Rasel Ahammed, 29, has taught at one of the centers since 2010. “We are concerned about every child in the community,” he says. “Every student has a right to learn.”

He says that children’s jobs can be dangerous — those who work as maids are often beaten, and young street vendors risk being hit by cars.

At school, “they learn moral education,” says Rasel. “They learn to respect themselves and respect others. We teach them how to protect themselves against child trafficking. We teach them not to go with strangers.”

Even more importantly, the children experience hope. “They can see the light of tomorrow,” Rasel says. Without the school, “they will not believe they are something important.”

Thirteen-year-old Bithi Aktar graduated from night school at a World Vision center.
Bithi Aktar, 13, lived on the streets. Now she wants to become a doctor.  (©2013 World Vision/photo by Jon Warren)

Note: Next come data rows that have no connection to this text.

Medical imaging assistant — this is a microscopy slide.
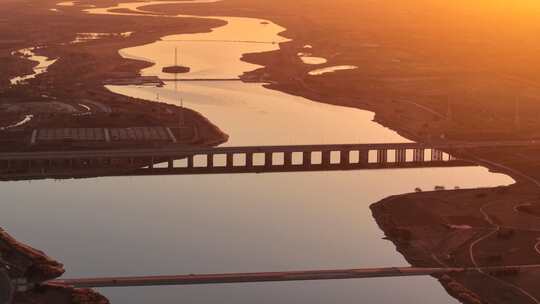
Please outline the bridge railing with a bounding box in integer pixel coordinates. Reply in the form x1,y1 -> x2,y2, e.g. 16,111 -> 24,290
0,143 -> 474,178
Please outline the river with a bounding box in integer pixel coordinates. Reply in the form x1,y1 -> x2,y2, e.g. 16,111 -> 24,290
0,1 -> 513,304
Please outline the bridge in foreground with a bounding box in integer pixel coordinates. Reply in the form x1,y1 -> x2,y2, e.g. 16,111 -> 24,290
49,265 -> 540,288
0,141 -> 538,180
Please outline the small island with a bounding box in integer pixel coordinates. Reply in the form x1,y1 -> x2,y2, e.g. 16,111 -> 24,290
162,48 -> 191,74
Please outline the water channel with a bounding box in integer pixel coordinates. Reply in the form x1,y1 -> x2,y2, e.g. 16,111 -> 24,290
0,1 -> 512,304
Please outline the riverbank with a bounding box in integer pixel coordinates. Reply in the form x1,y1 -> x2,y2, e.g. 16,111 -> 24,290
0,228 -> 109,304
371,185 -> 540,303
105,0 -> 540,303
0,0 -> 228,149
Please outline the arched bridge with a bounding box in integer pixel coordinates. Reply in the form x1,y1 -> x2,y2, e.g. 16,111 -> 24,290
0,143 -> 490,180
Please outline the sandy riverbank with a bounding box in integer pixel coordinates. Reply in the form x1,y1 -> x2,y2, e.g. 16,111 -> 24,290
0,0 -> 227,151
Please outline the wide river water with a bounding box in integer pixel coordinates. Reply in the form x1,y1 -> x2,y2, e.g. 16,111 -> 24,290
0,1 -> 513,304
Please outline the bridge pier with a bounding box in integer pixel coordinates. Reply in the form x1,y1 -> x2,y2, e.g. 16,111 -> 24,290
283,152 -> 292,166
431,149 -> 443,161
227,153 -> 234,168
187,155 -> 194,169
321,151 -> 332,166
395,149 -> 407,164
246,152 -> 253,168
302,151 -> 311,166
377,149 -> 388,164
413,149 -> 425,163
206,153 -> 215,168
358,150 -> 369,165
264,152 -> 273,168
339,150 -> 351,165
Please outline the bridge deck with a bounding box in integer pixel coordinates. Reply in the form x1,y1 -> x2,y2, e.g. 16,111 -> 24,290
50,265 -> 540,288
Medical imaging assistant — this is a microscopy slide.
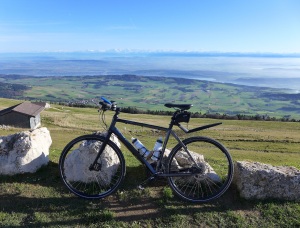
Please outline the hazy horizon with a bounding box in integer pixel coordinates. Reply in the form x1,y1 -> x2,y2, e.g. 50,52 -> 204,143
0,52 -> 300,92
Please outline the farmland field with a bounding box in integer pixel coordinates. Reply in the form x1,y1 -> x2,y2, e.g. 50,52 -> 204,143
0,98 -> 300,227
0,75 -> 300,120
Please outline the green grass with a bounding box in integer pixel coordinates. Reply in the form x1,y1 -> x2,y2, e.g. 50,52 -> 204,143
0,99 -> 300,227
0,75 -> 300,119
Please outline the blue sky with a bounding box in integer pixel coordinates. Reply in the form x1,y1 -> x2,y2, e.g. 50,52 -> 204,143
0,0 -> 300,53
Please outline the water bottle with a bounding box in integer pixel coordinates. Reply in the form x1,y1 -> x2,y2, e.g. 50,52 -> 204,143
131,138 -> 150,159
151,137 -> 163,162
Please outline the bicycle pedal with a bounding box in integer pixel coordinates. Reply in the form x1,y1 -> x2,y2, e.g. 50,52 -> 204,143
138,185 -> 145,190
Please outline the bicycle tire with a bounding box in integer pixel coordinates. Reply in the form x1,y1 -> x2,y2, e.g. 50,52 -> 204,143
59,135 -> 126,199
167,137 -> 234,202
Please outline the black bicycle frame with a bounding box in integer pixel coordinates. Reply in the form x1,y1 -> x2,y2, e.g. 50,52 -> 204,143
90,110 -> 222,177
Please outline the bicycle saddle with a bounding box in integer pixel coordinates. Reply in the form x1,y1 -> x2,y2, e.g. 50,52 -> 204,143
165,103 -> 193,110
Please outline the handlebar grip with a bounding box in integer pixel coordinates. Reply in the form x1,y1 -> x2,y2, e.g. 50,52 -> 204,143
101,97 -> 111,105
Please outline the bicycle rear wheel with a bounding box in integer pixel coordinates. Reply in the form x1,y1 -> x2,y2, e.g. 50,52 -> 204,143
59,135 -> 126,199
167,137 -> 233,202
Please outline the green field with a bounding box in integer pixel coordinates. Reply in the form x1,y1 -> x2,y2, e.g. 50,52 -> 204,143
0,75 -> 300,120
0,98 -> 300,227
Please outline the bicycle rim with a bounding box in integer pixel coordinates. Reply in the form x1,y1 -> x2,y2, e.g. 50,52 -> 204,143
168,137 -> 233,202
59,135 -> 125,199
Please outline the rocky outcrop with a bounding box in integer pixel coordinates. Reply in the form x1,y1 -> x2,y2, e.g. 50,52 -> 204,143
64,135 -> 121,186
234,161 -> 300,201
0,128 -> 52,175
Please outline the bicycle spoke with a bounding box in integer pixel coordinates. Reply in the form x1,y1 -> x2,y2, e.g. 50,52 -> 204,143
168,137 -> 233,202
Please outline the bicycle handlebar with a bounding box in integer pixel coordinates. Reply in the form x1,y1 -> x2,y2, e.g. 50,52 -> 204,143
99,97 -> 117,111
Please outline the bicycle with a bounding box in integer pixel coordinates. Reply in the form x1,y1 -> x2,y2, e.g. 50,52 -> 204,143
59,97 -> 234,202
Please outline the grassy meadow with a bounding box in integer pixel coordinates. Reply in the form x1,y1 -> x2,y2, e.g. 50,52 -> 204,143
0,98 -> 300,227
0,75 -> 300,120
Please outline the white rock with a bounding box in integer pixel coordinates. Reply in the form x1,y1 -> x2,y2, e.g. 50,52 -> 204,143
233,161 -> 300,201
64,136 -> 120,186
0,128 -> 52,175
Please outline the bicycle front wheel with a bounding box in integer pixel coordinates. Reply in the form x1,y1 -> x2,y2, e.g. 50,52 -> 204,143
167,137 -> 233,202
59,135 -> 126,199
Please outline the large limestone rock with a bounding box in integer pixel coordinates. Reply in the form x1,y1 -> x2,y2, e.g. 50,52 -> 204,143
163,149 -> 222,182
234,161 -> 300,201
64,135 -> 121,186
0,128 -> 52,175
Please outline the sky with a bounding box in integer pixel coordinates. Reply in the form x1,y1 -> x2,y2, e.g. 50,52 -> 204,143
0,0 -> 300,53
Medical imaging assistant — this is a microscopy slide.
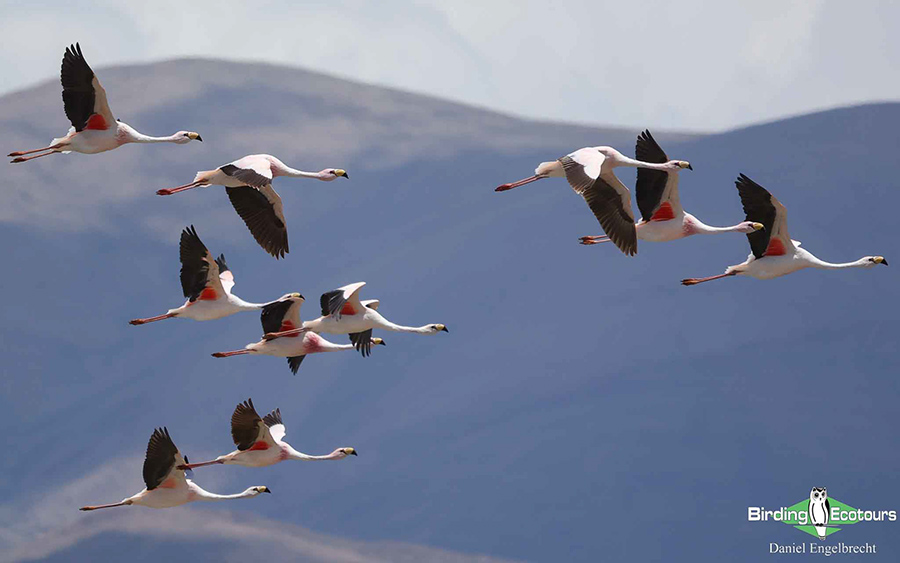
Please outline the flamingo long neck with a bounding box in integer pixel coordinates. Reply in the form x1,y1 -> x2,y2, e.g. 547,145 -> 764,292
193,485 -> 259,502
616,155 -> 670,172
691,217 -> 741,235
273,163 -> 325,180
808,254 -> 871,270
377,315 -> 431,334
229,294 -> 269,311
119,123 -> 181,143
284,444 -> 341,461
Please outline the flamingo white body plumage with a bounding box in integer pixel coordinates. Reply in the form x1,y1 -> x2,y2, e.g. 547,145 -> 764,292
581,131 -> 763,245
8,43 -> 203,163
494,141 -> 691,256
79,428 -> 270,511
182,399 -> 357,469
129,225 -> 266,325
263,282 -> 450,356
156,154 -> 349,258
681,174 -> 888,285
213,293 -> 384,374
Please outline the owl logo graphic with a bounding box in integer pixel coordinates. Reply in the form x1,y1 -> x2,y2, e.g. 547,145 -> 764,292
809,487 -> 831,540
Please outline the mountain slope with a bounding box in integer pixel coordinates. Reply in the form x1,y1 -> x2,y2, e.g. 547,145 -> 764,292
0,61 -> 900,561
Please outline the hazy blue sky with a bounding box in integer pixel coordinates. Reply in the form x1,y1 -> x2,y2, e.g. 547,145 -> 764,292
0,0 -> 900,130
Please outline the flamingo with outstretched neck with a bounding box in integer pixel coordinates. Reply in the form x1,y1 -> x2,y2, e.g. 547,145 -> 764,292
8,43 -> 203,163
181,399 -> 357,469
79,427 -> 272,511
581,131 -> 763,245
156,154 -> 350,258
494,143 -> 691,256
681,174 -> 888,285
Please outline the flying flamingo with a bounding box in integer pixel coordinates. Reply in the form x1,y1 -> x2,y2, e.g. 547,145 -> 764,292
179,399 -> 357,469
581,131 -> 763,245
156,154 -> 350,258
681,174 -> 888,285
213,293 -> 385,375
494,143 -> 693,256
263,282 -> 450,356
129,225 -> 265,325
79,428 -> 271,510
8,43 -> 203,163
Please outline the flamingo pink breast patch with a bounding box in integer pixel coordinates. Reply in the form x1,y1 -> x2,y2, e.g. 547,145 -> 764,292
650,201 -> 675,221
84,113 -> 109,131
765,238 -> 785,256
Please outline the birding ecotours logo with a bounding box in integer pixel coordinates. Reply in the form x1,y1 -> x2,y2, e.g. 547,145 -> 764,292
747,487 -> 897,541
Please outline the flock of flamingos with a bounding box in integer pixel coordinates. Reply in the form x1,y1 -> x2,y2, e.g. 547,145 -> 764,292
9,44 -> 887,510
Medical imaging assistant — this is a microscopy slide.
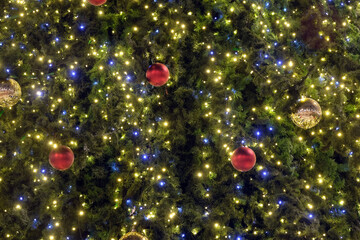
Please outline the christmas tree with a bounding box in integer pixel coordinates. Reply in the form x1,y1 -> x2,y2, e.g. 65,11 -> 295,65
0,0 -> 360,240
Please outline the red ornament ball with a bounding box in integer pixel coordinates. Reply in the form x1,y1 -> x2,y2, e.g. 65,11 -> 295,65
88,0 -> 106,6
49,146 -> 74,171
146,63 -> 169,87
231,147 -> 256,172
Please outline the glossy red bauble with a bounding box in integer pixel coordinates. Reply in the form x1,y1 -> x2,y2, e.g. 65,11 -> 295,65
146,63 -> 169,87
88,0 -> 106,6
49,146 -> 74,171
231,147 -> 256,172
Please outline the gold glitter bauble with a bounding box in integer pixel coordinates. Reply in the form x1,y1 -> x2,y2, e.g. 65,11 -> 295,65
291,98 -> 322,129
120,232 -> 148,240
0,79 -> 21,107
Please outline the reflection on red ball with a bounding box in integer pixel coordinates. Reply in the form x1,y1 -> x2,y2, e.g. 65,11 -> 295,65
88,0 -> 106,6
49,146 -> 74,171
231,147 -> 256,172
146,63 -> 169,87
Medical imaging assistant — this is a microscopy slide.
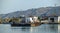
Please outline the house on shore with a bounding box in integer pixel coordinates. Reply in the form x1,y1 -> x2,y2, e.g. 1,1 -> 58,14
48,16 -> 60,23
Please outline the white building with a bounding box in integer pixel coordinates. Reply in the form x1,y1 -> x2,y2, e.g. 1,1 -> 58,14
48,16 -> 60,23
26,16 -> 38,23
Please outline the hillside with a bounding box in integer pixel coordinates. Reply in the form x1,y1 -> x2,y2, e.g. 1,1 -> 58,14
0,6 -> 60,18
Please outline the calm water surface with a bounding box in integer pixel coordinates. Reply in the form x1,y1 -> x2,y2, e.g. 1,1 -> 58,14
0,24 -> 60,33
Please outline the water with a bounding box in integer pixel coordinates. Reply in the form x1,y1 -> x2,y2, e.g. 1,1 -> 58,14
0,24 -> 60,33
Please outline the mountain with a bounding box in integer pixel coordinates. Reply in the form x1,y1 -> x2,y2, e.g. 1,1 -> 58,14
0,6 -> 60,18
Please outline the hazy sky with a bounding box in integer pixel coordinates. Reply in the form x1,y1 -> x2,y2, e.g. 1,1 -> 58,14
0,0 -> 60,14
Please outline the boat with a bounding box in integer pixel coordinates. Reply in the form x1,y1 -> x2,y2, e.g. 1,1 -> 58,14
11,23 -> 31,26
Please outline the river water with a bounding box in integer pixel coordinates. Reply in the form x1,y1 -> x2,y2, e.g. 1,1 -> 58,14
0,24 -> 60,33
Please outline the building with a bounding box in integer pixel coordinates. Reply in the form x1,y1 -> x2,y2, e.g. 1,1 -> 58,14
48,16 -> 60,23
26,16 -> 39,23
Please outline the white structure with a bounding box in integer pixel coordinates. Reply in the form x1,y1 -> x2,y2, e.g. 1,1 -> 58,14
26,16 -> 38,23
48,16 -> 60,23
26,17 -> 33,23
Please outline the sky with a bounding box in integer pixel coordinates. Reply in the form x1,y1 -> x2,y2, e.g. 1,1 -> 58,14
0,0 -> 60,14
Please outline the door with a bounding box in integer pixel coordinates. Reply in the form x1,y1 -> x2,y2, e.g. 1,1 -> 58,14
50,18 -> 54,22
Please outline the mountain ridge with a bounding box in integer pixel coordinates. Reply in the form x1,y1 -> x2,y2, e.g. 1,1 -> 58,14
0,6 -> 60,18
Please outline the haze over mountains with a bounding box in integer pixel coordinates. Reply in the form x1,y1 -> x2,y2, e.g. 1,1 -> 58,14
0,6 -> 60,18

The schools work to close the education gap between children living on the streets and students in regular schools. Some students, like Bithi Aktar, 13, flourish at the centers and go on to more formal education.

Bithi’s father is disabled, and her mother must earn enough to support her four children. To help make ends meet, Bithi used to work with her mother in other people’s homes. She attended night school at a World Vision center, and upon graduation, has continued her studies at a regular school in Dhaka Shishu, where she’s in grade 5.

Although she still works — in a much safer job as a tailor — Bithi sees “the light of tomorrow” Rasel spoke of. “I want to become a medical doctor,” she says. “I want to serve poor children so they won’t have the experiences I had.”